[[Jungkook pov]]
Musim panas sepuluh tahun lalu, aku mendapat tetangga sekaligus teman sekelas baru.
Namanya Jung Yein, gadis kurus dengan rambut kuncir dua. Dia awal pertemuan kami, dia anak yang tidak terlalu banyak bicara, tapi setelah kami mengenal lebih lama, dia jadi super cerewetㅡmirip seperti ibu, namun dalam sosok yang benar-benar berbeda. Itu agak mengganggu terkadang, namun sangat membantu juga di beberapa kesempatan.
Pertemuanku dengan Yein adalah hal paling klise yang sering dihadapi orang-orang. Dia pindah ke rumah sebelah yang merupakan kediaman paman dan bibinya, Paman Yoongi memintaku untuk dekat dengannya dan disambut antusias oleh Ibu. Saat itu aku melotot, bingung. Aku masih berumur tiga belas tahun, tidak pernah dekat dengan spesies wanita kecuali Ibu, dan aku diminta untuk lebih dekat dengan Yein. Wah, kejutan luar biasa. Tetapi aku mengangguk, takut jika menolak, Ibu akan mengomelku sehari semalaman.

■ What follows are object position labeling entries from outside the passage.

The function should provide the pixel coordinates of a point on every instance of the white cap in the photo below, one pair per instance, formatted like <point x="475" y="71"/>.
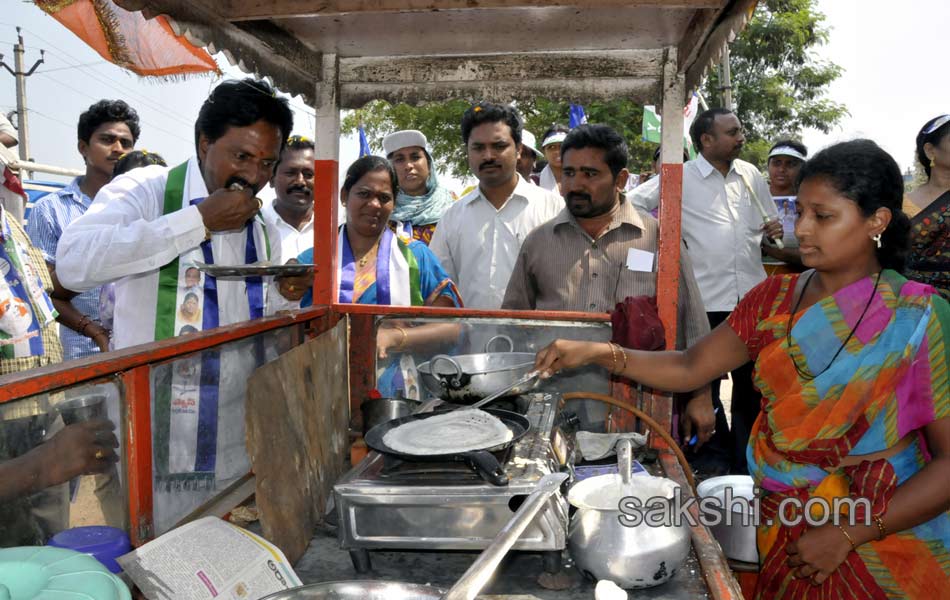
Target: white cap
<point x="787" y="151"/>
<point x="555" y="138"/>
<point x="404" y="139"/>
<point x="528" y="140"/>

Jadi, semenjak itu kami berdua sering bersama, bahkan digosip berpacaran. Rumor itu menyebar cepat, membuat beberapa anak gadis lain yang dulunya, datang untuk menyapa Yein atau sekedar menanyakan pr atau tentangku, kini memusuhi dan membuat banyak perkara yang menyusahkan.
"Jungkook, bagaimana Yein saat di sekolah? Apa dia punya banyak teman?"

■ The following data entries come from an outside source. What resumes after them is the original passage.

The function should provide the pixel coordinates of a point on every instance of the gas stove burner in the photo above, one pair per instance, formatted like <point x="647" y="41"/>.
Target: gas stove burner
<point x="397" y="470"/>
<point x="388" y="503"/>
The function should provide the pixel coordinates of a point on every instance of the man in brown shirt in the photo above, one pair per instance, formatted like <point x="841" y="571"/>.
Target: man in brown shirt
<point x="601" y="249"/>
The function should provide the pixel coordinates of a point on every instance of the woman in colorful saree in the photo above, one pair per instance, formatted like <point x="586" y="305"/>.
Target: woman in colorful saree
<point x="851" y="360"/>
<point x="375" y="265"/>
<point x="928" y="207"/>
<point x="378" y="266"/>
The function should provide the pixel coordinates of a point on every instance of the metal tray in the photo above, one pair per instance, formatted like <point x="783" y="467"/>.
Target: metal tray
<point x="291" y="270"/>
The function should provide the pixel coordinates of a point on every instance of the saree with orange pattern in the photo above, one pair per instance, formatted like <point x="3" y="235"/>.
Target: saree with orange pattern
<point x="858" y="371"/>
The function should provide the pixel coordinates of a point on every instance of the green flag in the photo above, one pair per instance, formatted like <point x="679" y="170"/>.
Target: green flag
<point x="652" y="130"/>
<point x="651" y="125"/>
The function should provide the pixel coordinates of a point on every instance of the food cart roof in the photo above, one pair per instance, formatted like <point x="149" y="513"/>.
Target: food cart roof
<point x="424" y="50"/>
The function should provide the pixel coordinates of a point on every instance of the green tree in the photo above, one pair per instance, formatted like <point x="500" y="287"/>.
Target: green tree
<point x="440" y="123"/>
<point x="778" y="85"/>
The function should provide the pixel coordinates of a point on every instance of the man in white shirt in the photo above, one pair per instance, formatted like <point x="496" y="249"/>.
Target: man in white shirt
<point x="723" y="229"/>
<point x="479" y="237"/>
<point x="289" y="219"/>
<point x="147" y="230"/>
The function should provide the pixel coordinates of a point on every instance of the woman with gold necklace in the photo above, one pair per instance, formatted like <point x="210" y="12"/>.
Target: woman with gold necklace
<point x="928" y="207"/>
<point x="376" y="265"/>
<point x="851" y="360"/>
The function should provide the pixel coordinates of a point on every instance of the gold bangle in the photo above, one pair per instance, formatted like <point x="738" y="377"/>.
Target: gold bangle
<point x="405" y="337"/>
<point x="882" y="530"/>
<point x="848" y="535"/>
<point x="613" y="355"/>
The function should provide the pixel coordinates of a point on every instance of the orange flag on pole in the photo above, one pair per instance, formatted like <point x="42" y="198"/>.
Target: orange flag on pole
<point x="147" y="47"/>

Aku hampir tersedak potongan daging saat Bibi Jiae bertanya di acara jamuan makan malam, membuat semua mata menatap ke arahku, tanpa terkecuali Yein. Gadis itu melotot, memperingatkuㅡentah untuk jawaban, atau niatku yang ingin menyampaikan perihal kasus pemukulan yang di dapatkannya. Ini memang memalukan, bagaimana bisa seorang anak lelaki merasa terintimidasi oleh anak gadis yang bahkan lebih muda darinya, bahkan apa yang ingin ia bicarakan adalah kebenaran, dan ia yakin Yein tidak akan di salahkan.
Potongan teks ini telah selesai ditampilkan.